Businesses are rapidly integrating AI into their operations, customer service, sales, marketing, and for predictive work. From healthcare and education to logistics, finance, banks, and agriculture, AI is becoming an integral part of business. AI also brings parallel challenges in ethics, privacy, bias, and governance. To balance and manage AI, the Ministry of Electronics & Information Technology (MeitY) launched AI Governance Guidelines on 5 November 2025, signalling a shift from rigid regulation to a calibrated, ecosystem-friendly framework.

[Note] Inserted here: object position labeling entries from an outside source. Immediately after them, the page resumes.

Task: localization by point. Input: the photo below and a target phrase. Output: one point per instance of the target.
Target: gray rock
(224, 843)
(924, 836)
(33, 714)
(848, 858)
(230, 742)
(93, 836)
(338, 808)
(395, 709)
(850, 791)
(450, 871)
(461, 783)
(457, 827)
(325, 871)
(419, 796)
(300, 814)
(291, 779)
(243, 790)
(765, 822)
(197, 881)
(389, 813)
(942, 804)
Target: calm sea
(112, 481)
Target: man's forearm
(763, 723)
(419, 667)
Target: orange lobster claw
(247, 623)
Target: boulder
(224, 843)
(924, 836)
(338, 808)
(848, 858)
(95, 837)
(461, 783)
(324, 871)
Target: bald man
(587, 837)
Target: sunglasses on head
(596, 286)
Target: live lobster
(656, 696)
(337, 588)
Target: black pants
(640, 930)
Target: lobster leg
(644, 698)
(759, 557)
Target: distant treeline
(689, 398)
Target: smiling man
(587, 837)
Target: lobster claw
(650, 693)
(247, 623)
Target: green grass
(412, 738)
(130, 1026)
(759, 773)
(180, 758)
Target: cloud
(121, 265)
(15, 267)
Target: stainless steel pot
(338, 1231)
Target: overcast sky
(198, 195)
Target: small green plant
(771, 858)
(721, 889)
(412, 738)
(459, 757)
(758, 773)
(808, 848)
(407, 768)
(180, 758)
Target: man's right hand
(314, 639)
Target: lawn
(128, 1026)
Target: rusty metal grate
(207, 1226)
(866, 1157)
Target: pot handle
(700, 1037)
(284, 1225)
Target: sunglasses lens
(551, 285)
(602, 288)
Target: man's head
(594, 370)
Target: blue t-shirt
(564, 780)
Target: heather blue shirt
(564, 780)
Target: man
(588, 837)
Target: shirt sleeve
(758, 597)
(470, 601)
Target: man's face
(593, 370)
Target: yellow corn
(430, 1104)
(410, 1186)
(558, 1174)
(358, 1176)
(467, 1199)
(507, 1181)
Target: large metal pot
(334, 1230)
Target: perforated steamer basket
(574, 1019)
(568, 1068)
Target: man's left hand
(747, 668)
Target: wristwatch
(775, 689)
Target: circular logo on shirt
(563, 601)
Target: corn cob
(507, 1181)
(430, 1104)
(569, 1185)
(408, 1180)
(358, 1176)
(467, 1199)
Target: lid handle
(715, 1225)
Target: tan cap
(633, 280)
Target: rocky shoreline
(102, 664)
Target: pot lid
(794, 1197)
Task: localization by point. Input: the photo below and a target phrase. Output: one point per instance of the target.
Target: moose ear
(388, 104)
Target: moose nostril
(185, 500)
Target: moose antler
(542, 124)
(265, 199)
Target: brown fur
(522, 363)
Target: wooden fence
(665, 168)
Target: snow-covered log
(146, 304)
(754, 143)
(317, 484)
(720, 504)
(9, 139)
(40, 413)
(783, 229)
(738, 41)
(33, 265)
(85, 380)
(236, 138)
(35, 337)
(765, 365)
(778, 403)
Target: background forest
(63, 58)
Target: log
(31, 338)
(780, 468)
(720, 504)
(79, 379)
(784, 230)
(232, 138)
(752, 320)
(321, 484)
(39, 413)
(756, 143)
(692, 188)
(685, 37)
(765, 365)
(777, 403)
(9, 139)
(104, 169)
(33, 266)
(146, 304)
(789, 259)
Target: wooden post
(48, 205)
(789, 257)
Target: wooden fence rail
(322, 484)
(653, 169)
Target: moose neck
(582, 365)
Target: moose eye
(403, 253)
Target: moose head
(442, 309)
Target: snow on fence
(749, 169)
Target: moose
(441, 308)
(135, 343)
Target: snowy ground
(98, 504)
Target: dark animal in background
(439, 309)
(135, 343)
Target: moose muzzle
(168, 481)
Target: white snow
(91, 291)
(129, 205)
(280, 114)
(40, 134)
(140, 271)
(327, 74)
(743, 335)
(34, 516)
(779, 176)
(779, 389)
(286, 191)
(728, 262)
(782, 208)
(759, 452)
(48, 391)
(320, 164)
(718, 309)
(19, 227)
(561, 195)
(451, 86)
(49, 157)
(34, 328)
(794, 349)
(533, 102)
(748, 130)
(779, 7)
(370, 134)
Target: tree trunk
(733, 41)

Shri S. Krishnan, Secretary, MeitY, added, “Our focus remains on using existing legislation wherever possible. At the heart of it all is human centricity, ensuring AI serves humanity and benefits people’s lives while addressing potential harms.”
The guidelines have two main goals. First, they want AI to be used more in key areas such as farming, health, education, and finance. Second, they want AI systems to be clear, fair, responsible, and suitable for Indian society. Instead of creating a brand-new AI law, India decided to add these new guidelines to the laws that already exist, the Digital Personal Data Protection Act, 2023.
The AI governance guidelines have four main parts
1. Seven guiding principles (Sutras) for using AI in an ethical and responsible way.
2. Key recommendations across six pillars of AI governance.
3. An action plan mapped to short, medium, and long-term timelines.
4. Practical guidance for organisations, developers, and government to make sure AI is used in a clear and responsible way.
India’s plan is practical and combines technology with law. It is built on Digital Public Infrastructure (DPI) and uses both voluntary actions and rules.
Key Principles (Seven Sutras) from the India AI Governance Guidelines (2025)
The seven guiding principles proposed for AI governance in India:
- Trust is the Foundation: AI systems should be made so that people can trust them. They must be safe, work as expected, and be responsible.
- People First: AI should help people do more, not take away human decision-making. In important situations, people should make the final decision.
- Innovation over Restraint: India’s framework avoids over-regulation that stifles creativity. The state’s role is to enable responsible innovation, not to control it prematurely.
- Fairness & Equity: AI must treat everyone equally, regardless of gender, caste, language, or region. AI should be checked so that it is not unfair and shows the diversity of the Indian people.
- Accountability: Everyone who works with AI, such as developers, users, or companies, must take responsibility for what they do.
- Understandable by Design: AI should not be a “black box.” People and government should be able to understand how AI works and why it makes certain decisions.
- Safety, Resilience & Sustainability: AI systems must be robust, secure, and environmentally responsible.
Globally, governments are grappling with how much to regulate AI and which applications to ban. India’s plan is different because it does not start with strict rules. Instead, it helps new ideas grow while managing risks.
Read full details here.
Ajay Kumar Sood, Principal Scientific Advisor to the Government of India, said, “The guiding principle that defines the spirit of the framework is simple, ‘Do No Harm’. We focus on creating sandboxes for innovation and on ensuring risk mitigation within a flexible, adaptive system. The IndiaAI Mission will enable this ecosystem and inspire many nations, especially across the Global South.”